MANY WILL HEAR, MANY WILL SEE Jeremy Szopinski M.F.A. Thesis Exhibition entitled, Glory Glory, which opened on Monday, April 12th at Pratt Institute. The paintings presented on the walls are the culmination of two years of studio practice and from what’s there to look at; Jeremy has definitely not squander his time and infinitely more important, the viewer’s time. The show is strong; the paintings look great in the Steuben West Gallery light. The paintings have a common thread (which seems to be missing in most Pratt Institute M.F.A.’s shows recently) of a preacher spitting promises of salvation and mass spiritual fulfillment abstracted to the surface of the canvas. There is no presence of belief in Christianity, only the belief in paint.

The artist clarifies in his short and insightful statement that the main character in all the paintings is the faith healer, Benny Hinn. Through, given a name to the abstract and eventually monstrous figure central in each painting, it doesn’t do much to validate the compositions simply because no validation is necessary. The figure is alive with Pentecostal sweat. He pontificates from the mouth and gestures fire from his hands. You step back from the paintings and hear everything; the shrieks of the congregation, exhausted and filled with Holy ecstasy. The painting, Fall in Thy Presence has a direct link with the palette of El Greco. It’s always great to see a student paying homage to the great painters of the past. Another painting, Sold Out to the Cause, has the parishioners exhausted on a luscious red floor, the preacher standing fixated on his own power. One can’t help but see remnants of the Jim Jones cult, luckily at the opening there was no Kool-aid. With that said, the addition of two smaller paintings on Mylar seems at odds with the large canvases. These small paintings appear to be compositional studies and better to have been omitted. Their too quiet, maybe too contemplative. Spiritual reflection is not present in the paintings, just pure spiritual frenzy, the louder-the better.

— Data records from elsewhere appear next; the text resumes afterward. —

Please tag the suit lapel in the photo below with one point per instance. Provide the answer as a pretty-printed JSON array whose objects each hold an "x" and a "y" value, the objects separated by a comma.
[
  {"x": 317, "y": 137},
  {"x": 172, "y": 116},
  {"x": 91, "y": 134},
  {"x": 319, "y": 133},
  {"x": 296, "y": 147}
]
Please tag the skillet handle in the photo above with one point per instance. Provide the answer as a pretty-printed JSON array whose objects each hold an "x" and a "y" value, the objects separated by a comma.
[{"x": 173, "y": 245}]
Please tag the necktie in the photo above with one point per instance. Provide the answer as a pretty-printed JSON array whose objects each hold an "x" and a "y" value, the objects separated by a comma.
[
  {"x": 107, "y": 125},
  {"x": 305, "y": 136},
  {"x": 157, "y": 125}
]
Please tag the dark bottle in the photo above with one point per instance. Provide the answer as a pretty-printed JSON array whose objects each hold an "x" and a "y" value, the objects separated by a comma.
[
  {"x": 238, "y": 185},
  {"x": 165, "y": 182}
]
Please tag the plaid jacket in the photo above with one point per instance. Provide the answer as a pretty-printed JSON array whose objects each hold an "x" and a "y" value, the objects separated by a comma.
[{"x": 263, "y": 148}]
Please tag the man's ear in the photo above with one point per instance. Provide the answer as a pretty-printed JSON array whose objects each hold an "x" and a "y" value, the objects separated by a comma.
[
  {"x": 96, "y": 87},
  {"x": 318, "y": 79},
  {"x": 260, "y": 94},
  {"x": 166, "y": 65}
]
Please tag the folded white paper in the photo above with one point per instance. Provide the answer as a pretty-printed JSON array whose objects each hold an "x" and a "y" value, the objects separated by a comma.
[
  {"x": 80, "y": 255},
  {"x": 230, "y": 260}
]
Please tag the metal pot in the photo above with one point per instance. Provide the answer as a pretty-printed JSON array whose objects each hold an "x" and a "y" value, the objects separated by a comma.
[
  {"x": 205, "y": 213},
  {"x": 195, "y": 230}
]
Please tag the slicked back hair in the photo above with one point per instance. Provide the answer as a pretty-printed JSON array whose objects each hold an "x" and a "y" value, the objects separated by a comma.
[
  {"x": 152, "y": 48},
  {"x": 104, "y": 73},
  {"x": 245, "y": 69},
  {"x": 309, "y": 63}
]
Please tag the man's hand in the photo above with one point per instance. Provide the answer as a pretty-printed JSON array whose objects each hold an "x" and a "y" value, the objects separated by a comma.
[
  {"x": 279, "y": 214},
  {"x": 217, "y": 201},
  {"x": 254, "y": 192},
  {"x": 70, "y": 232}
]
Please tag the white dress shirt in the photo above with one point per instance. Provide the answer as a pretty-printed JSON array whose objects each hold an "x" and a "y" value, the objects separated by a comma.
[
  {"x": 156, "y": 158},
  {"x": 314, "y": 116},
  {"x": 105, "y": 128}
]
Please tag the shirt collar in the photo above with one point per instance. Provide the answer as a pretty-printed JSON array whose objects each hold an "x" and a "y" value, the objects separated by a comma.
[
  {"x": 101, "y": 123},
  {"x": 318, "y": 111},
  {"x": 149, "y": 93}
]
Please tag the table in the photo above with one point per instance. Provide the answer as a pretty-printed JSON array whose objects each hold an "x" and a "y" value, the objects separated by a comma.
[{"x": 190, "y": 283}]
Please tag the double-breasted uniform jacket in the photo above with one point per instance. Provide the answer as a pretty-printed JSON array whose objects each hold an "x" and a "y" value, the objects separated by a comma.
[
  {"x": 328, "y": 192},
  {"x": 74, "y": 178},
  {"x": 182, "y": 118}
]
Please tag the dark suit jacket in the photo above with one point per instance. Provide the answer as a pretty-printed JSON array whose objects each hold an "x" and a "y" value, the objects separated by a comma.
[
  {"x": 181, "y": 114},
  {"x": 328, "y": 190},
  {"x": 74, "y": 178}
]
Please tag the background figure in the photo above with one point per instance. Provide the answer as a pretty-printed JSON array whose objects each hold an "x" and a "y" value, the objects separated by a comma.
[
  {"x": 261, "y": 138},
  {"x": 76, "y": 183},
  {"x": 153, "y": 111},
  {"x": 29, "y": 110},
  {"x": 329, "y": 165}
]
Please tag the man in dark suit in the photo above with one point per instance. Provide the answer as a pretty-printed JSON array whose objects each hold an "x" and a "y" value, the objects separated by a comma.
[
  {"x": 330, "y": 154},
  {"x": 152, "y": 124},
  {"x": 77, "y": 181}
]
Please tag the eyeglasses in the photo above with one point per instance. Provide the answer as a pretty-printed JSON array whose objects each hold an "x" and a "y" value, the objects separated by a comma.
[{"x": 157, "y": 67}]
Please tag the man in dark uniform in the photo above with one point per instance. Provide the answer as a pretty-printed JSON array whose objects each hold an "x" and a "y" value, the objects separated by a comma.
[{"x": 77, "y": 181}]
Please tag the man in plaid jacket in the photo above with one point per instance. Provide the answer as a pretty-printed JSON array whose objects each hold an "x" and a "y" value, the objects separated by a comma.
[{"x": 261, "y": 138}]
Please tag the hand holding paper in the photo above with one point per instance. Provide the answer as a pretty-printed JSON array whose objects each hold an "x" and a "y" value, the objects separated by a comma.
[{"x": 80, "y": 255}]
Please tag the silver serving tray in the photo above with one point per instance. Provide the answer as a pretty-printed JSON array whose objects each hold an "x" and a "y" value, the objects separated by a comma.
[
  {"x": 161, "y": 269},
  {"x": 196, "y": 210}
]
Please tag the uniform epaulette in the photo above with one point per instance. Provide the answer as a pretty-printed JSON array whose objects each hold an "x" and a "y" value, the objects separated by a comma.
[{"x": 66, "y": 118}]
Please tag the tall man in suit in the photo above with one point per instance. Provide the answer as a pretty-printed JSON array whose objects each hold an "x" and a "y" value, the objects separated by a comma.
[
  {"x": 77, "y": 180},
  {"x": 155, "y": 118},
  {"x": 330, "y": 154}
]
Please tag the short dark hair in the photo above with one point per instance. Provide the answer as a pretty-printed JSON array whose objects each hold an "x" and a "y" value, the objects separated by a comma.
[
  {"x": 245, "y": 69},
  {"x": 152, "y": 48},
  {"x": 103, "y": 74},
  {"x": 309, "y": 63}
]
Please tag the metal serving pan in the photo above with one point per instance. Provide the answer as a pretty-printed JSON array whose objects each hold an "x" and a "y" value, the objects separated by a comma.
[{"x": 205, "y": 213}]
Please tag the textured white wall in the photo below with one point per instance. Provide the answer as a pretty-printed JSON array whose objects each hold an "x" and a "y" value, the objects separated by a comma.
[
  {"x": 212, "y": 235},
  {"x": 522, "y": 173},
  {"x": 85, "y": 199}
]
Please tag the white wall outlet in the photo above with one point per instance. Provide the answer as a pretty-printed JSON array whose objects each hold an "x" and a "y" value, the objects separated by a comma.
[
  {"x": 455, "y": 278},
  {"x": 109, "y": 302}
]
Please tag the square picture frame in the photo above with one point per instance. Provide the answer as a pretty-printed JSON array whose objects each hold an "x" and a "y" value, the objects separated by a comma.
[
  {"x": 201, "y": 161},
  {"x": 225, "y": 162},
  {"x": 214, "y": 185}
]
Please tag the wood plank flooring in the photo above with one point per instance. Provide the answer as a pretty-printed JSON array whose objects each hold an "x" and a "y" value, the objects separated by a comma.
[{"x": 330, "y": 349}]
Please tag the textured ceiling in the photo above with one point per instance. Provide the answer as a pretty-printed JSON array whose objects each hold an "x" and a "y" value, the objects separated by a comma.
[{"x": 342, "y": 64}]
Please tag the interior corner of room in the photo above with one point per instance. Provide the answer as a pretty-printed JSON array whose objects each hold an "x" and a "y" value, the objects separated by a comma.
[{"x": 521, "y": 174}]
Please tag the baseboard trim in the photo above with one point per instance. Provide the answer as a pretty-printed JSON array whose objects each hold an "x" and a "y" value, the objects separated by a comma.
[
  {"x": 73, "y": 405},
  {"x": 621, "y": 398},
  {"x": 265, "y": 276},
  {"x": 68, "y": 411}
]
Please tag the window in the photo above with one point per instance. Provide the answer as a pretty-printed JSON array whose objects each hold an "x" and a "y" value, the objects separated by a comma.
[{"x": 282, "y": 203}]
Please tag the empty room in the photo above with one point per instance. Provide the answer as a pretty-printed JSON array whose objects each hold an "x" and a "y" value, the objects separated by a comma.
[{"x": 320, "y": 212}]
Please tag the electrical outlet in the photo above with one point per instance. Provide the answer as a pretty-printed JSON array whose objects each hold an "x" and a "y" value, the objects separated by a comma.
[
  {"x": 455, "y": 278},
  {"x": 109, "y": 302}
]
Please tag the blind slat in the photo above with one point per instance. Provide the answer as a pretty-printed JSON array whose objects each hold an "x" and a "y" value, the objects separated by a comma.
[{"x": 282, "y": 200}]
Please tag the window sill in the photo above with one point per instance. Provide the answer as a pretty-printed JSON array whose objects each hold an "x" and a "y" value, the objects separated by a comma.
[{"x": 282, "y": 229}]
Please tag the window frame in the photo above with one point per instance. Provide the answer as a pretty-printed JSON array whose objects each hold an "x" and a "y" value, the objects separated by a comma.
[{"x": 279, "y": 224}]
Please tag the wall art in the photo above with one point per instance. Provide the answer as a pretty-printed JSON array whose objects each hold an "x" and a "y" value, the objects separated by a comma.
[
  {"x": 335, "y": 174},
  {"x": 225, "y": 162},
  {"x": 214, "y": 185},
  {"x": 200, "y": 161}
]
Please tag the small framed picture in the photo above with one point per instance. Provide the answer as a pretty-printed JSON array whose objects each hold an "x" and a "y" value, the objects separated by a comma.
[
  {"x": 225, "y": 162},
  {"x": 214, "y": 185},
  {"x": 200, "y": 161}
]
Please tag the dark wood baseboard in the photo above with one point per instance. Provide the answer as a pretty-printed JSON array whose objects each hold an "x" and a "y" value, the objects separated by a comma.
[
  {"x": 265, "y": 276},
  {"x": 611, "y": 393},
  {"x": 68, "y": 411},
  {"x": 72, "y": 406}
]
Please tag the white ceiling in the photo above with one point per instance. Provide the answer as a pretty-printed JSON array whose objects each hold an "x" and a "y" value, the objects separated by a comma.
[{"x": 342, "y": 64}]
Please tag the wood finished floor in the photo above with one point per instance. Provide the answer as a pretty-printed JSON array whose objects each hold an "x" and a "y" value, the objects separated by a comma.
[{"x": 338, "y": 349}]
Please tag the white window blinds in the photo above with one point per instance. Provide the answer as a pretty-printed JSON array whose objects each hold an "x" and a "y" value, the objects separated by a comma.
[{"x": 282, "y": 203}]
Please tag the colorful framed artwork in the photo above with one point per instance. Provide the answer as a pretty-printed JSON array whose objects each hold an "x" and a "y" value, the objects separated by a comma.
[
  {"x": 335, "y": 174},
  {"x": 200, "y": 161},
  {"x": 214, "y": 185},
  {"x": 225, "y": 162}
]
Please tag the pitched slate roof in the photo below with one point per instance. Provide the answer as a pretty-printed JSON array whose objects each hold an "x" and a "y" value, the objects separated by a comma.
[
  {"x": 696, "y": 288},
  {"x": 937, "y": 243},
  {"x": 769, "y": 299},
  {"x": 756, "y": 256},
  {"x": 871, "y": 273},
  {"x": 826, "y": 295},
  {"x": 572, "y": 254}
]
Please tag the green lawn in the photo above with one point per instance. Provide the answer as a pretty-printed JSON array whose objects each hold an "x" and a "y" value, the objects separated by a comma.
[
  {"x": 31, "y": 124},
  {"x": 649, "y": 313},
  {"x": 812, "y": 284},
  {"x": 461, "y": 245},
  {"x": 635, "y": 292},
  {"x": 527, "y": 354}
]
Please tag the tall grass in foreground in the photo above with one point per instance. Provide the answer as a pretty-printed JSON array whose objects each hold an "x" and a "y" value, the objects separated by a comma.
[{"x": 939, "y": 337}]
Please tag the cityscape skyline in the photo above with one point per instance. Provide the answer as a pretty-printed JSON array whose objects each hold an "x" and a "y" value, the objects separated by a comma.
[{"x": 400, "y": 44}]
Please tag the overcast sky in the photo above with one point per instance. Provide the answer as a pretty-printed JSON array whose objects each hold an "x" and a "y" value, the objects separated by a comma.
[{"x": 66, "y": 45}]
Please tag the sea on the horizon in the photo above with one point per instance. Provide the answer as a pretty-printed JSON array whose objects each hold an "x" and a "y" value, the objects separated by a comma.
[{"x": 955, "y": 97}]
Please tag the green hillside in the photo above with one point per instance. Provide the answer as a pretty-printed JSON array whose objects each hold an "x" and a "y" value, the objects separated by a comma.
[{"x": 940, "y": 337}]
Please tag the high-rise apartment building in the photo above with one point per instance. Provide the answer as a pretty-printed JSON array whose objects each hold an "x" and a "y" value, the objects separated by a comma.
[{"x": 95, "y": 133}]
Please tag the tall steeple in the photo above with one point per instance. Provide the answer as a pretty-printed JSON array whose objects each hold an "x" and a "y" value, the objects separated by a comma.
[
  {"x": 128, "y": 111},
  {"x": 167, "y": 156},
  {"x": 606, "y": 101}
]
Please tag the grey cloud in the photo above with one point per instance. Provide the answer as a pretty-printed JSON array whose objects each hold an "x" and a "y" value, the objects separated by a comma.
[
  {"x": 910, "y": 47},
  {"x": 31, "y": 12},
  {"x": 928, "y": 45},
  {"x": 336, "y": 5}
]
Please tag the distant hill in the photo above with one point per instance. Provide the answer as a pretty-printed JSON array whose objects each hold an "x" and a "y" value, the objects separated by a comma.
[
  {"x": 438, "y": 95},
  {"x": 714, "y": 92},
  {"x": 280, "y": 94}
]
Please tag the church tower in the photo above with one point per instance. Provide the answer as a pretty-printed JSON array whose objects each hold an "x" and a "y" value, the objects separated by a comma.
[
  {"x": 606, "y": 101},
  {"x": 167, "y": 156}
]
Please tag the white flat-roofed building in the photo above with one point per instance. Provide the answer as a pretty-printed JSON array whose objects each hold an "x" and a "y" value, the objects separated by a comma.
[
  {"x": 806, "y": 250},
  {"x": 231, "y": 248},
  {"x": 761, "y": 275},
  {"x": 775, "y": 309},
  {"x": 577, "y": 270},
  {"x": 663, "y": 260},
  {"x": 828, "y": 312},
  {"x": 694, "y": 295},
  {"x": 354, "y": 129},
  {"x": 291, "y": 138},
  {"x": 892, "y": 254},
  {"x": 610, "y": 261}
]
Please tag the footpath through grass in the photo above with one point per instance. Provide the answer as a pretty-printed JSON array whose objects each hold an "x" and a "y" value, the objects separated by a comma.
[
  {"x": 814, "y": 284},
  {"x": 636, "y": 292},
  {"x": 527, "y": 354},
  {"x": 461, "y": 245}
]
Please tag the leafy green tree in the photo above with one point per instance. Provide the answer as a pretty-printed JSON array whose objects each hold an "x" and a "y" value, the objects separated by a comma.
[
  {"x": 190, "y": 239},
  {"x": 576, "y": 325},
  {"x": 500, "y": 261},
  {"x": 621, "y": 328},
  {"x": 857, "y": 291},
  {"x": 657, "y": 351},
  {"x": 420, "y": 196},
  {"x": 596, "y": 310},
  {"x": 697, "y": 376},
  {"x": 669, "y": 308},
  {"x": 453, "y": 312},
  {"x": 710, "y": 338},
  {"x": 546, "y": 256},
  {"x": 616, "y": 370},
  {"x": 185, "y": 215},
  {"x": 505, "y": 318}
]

Jeremy Szopinski’s show exemplifies what a M.F.A. Exhibition should be, the strongest work that fills a gallery space in a way that only that student can do. The paintings have conviction and so does the artist. Essentially, Szopinski took ownership of the space and made it work for him. Present Pratt students should be mindful and take notes; you want a great, do great work. For Szopinski, there is a return to puritan painting, appreciating paint on a solid surface for its own end. When leaving the gallery, a question arises, is this the beginning or the painter’s apocalyptic end?

APRIL 20TH, 2010

1 comment:

  1. It's interesting to me that you decided to write on a Pratt MFA thesis show, and it's important that you keep criteria within that context. I would like to have seen more direct description of the paintings. What you have makes them sound more figurative and realistic than they are. Benny Hinn, for example, is identified through supporting statements provided by the artist, not through any recognizable representation.
    I feel uneasy about the declaration of "what an MFA Exhibition should be." It applies normative values and criteria to an academic tradition that is charged with fostering progressive thinking.